Elsevier

Neurocomputing

Volume 432, 7 April 2021, Pages 10-20
Neurocomputing

Learning performance of LapSVM based on Markov subsampling

https://doi.org/10.1016/j.neucom.2020.12.014Get rights and content

Abstract

It has become common to collect massive datasets in modern applications. The massive and highly noise contaminated data pose serious challenges to conventional semi-supervised learning methods. To tackle such challenges from the large-quantity-low-quality situation, we propose a distribution-free Markov subsampling strategy based on Laplacian support vector machine (LapSVM) to achieve robust and effective estimation. The core idea is to construct an informative subset which allows us to conservatively correct a rough initial estimate towards the true classifier. Specifically, the proposed subsampling strategy selects samples with small losses via a probabilistic procedure, constructing a subset which stands a good chance of excluding the noise data and providing a safe improvement over the rough initial estimate. Theoretically, we show that the obtained classifier is statistically consistent and can achieve fast learning rate under mild conditions. The promising performance is also supported by simulation studies and real data examples.

Introduction

Classification is one of the fundamental tasks in statistics and machine learning; it aims to identify the category of a new observation based on the knowledge from a training dataset containing observations with known category membership (labels). In modern scientific research, it is increasingly frequent that analysts need to deal with a huge amount of training data, where people may only label the category membership for a small partial of observations. For example, customs need to flag the illegitimate shipments from hundreds of thousands of declarations in a day; due to the limited recourses, they may only check and label a few hundred of them. Apparently, simply deleting all the unlabeled data from the training set may lead to a significant loss of data information. How to construct a good classifier utilizing both labeled and unlabeled data has been an important research problem.

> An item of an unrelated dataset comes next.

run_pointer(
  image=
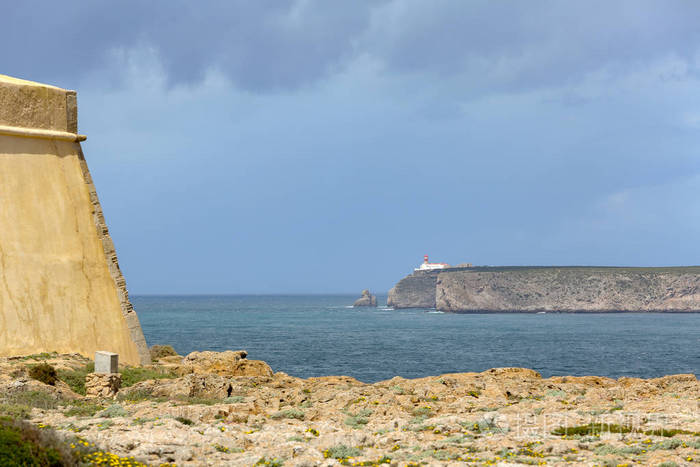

In the literature, several strategies have been proposed for learning with unlabeled data. In particular, as a benchmark semi-supervised learning method, Laplacian Support Vector Machine (LapSVM) has attracted considerable attention in the recent years, see, for example, [1], [2], [3], [4]. It incorporates the manifold information of unlabeled data into classification using a similarity measure between observations. LapSVM has been demonstrated effective and efficient in the applications when the size of training set is moderate. When the amount of training data is huge, LapSVM becomes less effective or even infeasible, as solving the associated regularization problem is numerically costly. Moreover, in many applications, the big training set often comes with a complex structure and is highly noise-contaminated, as the data are not collected from a designed experiment. When the noise level is high, incorporating all the unlabeled data into the training process might deteriorate the predictive performance of the classifier due to overfitting.

To tackle the challenges from such “large-quantity-low-quality” situation, one natural idea is to first select an informative subset from the original data [5], [6], [7], and then train a classifier based on the subset. For the computational convenience and the effectiveness of training, such an informative subset should include only a moderate number of observations and can capture the essential classification information contained in the original data. Apparently, finding such a good subset is not straightforward, especially in the case of our problem setup, where the majority of observations are unlabeled and their impacts on finding the classifier are unknown beforehand.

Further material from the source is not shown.